On a clear, still day, the steady ring of steel on steel from a flax mill could be heard right across the countryside, while inside the mill, the noise of the stripper and up to six spinners working at one time, spelled increasing deafness for the mill hands.

Taranaki's green gold

At one time, Taranaki had so many mills processing flax that many young men found their first jobs there. From the Taranaki Herald, 22 May 1889: "The flax industry on this coast has been developed during the last eight months to a degree that is not realised by every man.

"Since the flax boom commenced steady progress has been made in the industry and the mills have steadily increased until at present time there are about 20 between Awakino in the north and a little beyond Opunake in the south, and as the article manufactured still sells for a good price, which gives signs of permanency, there is every reason to suppose that more mills will be in operation during approaching summer.

 "To give an idea of the work done in the mills on this part of the coast, some inquiries have been made respecting them and the results will show the public what a flourishing industry has sprung up in such a quiet way.

"The mills that inquiries have been made about are those situated between the Stony and Oaonui Rivers - a distance of about 20 miles.

"There are between these limits, nine mills in operation employing at present 258 hands. One property employs 97, another 53, a third 45, a fifth 41, a sixth 12, a seventh 10, and it's said there is still room for more hands, in view of the increased work that will be done during the approaching summer.

"In addition, there are some 200 Maoris employed pretty constantly, supplying flax and then there are others who get their employment from the fact of the mills working like carters of the dressed flax, for instance, who are not reckoned in the numbers above."

Always boom or bust

Right from the beginning, it was always boom or bust. The New Zealand flax market fluctuated wildly and many mills were short-lived. While initially, the supply to mariners for rigging and ropes was steady, when sail gave way to steam the market failed.

For a time, the Spanish/American War of 1888 affected supply of hemp from Manila, lifting sales from New Zealand, but when the war ended, the market plummeted again.

In the early 1900s, a virus called yellow leaf swept through flax country, having a devastating effect on harvest. Though no one could ever agree on a cause, the general belief was that it might have been due to the draining of swamps and the new trend of growing flax on dry ground. Perhaps that belief was right. When much of land was re-flooded, the flax recovered quickly.

Reaper-binder machines, invented for large scale hay harvesting meant an upsurge in demand, as huge amounts of baling twine were needed to bind the hay. An international grading scheme put in place in 1909 saw a new resurgence in the trade, with old mills being reopened and new mills built.

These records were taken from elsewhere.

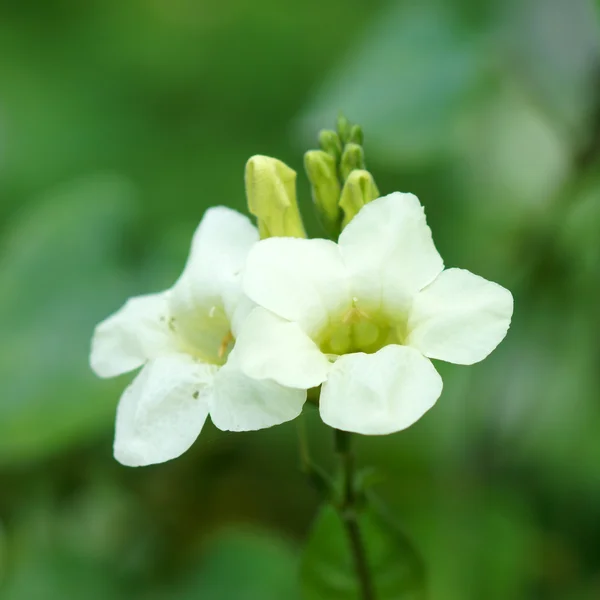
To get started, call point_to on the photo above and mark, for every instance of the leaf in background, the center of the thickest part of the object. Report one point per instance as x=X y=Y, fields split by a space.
x=406 y=83
x=245 y=566
x=58 y=276
x=327 y=569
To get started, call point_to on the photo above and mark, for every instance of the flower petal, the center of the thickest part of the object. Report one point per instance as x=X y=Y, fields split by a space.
x=460 y=317
x=240 y=403
x=379 y=393
x=300 y=280
x=270 y=347
x=204 y=297
x=137 y=332
x=162 y=412
x=389 y=251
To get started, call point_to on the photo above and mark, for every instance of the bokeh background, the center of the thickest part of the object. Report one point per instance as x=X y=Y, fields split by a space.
x=121 y=122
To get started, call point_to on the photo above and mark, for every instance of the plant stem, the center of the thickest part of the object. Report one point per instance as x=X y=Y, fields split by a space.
x=348 y=512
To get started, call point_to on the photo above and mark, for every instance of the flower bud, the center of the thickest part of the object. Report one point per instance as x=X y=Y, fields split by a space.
x=271 y=195
x=322 y=172
x=343 y=128
x=359 y=189
x=356 y=135
x=331 y=143
x=352 y=158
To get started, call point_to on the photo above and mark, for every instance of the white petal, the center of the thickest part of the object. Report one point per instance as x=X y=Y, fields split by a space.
x=240 y=403
x=379 y=393
x=137 y=332
x=269 y=347
x=209 y=287
x=389 y=250
x=300 y=280
x=460 y=317
x=162 y=412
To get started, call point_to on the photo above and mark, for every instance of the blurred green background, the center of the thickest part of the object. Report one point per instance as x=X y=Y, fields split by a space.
x=121 y=122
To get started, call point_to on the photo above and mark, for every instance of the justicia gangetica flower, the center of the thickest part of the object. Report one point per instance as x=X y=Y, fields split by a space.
x=363 y=317
x=185 y=338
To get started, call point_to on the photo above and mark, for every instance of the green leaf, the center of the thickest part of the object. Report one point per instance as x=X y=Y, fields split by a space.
x=59 y=275
x=244 y=566
x=406 y=84
x=327 y=569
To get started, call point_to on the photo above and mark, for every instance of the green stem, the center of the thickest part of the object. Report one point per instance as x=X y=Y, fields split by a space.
x=349 y=511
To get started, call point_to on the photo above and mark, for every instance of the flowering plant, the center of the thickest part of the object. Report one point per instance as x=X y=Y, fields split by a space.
x=261 y=315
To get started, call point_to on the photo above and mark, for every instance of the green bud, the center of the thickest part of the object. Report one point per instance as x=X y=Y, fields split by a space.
x=356 y=135
x=359 y=189
x=322 y=173
x=331 y=143
x=343 y=128
x=271 y=195
x=352 y=158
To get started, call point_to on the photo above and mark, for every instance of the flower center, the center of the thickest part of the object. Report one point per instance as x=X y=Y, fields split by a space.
x=225 y=347
x=358 y=331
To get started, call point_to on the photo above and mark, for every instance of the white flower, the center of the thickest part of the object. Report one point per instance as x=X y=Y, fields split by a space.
x=364 y=316
x=185 y=337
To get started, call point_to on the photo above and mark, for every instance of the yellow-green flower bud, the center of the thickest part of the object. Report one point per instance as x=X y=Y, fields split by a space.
x=271 y=195
x=343 y=128
x=322 y=172
x=352 y=158
x=356 y=135
x=359 y=189
x=330 y=141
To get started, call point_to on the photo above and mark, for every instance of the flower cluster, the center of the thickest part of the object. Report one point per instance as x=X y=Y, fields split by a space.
x=252 y=324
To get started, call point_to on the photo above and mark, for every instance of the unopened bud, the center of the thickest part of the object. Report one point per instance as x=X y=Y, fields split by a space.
x=330 y=141
x=356 y=135
x=359 y=189
x=352 y=158
x=271 y=195
x=343 y=128
x=322 y=172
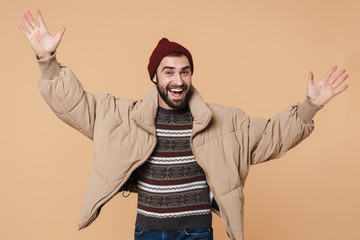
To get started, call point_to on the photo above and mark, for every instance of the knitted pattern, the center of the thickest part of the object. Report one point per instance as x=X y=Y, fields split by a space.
x=172 y=189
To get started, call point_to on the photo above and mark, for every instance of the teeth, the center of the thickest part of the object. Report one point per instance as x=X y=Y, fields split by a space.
x=176 y=90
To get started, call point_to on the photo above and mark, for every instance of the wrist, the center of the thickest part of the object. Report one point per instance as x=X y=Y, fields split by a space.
x=314 y=101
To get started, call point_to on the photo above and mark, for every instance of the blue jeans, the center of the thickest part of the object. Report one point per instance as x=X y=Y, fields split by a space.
x=188 y=234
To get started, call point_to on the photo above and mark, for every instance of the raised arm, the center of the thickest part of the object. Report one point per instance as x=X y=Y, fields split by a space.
x=272 y=138
x=41 y=41
x=57 y=83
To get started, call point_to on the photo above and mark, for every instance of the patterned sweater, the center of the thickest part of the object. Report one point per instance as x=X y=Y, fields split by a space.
x=172 y=189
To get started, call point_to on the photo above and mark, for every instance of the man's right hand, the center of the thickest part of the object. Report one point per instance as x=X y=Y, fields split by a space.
x=39 y=37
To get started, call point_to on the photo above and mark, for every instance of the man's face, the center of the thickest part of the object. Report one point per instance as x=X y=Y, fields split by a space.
x=173 y=80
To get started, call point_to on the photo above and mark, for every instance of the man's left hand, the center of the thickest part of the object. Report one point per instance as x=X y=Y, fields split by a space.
x=328 y=87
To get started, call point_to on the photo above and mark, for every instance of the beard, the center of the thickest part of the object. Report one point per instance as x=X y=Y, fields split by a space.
x=163 y=92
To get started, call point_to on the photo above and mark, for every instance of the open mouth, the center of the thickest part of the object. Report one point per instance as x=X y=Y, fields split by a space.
x=176 y=92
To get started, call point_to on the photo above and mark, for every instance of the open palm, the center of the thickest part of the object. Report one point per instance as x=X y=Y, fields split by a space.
x=328 y=87
x=38 y=35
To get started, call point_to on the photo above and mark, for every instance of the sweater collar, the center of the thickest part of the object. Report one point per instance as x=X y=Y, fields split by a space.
x=145 y=114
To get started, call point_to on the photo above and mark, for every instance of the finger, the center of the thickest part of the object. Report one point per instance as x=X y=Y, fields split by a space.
x=333 y=79
x=22 y=29
x=340 y=81
x=40 y=18
x=340 y=90
x=60 y=34
x=311 y=78
x=329 y=73
x=27 y=24
x=31 y=19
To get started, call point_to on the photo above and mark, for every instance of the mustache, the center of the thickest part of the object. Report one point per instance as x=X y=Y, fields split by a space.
x=183 y=87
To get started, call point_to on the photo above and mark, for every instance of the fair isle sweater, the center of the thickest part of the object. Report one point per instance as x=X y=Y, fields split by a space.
x=172 y=189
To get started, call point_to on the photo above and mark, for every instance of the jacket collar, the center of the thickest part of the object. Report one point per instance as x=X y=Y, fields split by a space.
x=145 y=114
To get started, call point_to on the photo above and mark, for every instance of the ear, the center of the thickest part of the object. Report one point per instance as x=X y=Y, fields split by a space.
x=154 y=79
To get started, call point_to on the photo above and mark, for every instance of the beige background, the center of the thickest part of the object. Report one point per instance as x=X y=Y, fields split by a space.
x=249 y=54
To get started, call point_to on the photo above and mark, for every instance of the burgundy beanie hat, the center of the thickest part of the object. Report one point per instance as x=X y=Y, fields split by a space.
x=163 y=48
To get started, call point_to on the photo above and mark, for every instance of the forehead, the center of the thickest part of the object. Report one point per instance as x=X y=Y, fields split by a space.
x=175 y=61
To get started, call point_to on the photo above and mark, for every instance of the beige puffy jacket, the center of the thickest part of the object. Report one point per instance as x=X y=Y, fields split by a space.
x=225 y=141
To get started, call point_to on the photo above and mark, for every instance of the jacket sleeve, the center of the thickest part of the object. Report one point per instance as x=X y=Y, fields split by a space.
x=66 y=96
x=272 y=138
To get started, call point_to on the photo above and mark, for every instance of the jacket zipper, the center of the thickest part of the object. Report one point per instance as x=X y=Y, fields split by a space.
x=219 y=204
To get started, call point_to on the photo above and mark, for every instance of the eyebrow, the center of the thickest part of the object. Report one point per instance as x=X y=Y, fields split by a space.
x=172 y=68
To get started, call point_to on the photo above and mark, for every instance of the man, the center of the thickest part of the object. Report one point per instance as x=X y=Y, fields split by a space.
x=184 y=157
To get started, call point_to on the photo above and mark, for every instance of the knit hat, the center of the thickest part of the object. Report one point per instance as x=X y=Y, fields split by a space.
x=163 y=48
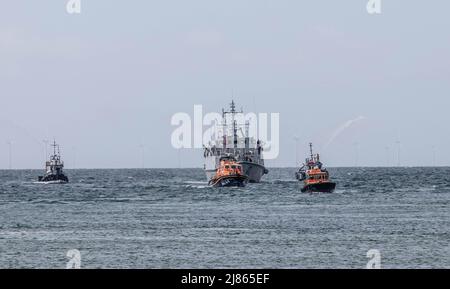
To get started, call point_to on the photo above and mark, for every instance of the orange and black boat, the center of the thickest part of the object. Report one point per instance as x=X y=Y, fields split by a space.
x=229 y=174
x=314 y=176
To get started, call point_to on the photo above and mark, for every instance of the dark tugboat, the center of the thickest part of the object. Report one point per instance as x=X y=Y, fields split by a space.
x=314 y=176
x=54 y=169
x=229 y=174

Though Dunedin's Donaghy's Rope and Twine Company dominated the industry, they at least provided a new and steady market for the fibre. Business picked up slightly when World War One created a need for parachute ropes, but when war ended, so did the sales. Land was cleared of flax and put into pasture.

Eventually, despite man's best intentions, the once throbbing mills fell silent, were dismantled and disappeared. Today, if you know where to look, you might find a millpond or two along the coastal road, but there is little else to mark Taranaki's first manufactured export, which finally gave way to a more profitable and sustainable industry: dairying.

Bibliography

Bell, F.D. (1842). Reasons for Promoting the Cultivation of the New Zealand Flax. London: Smith, Elder & Co.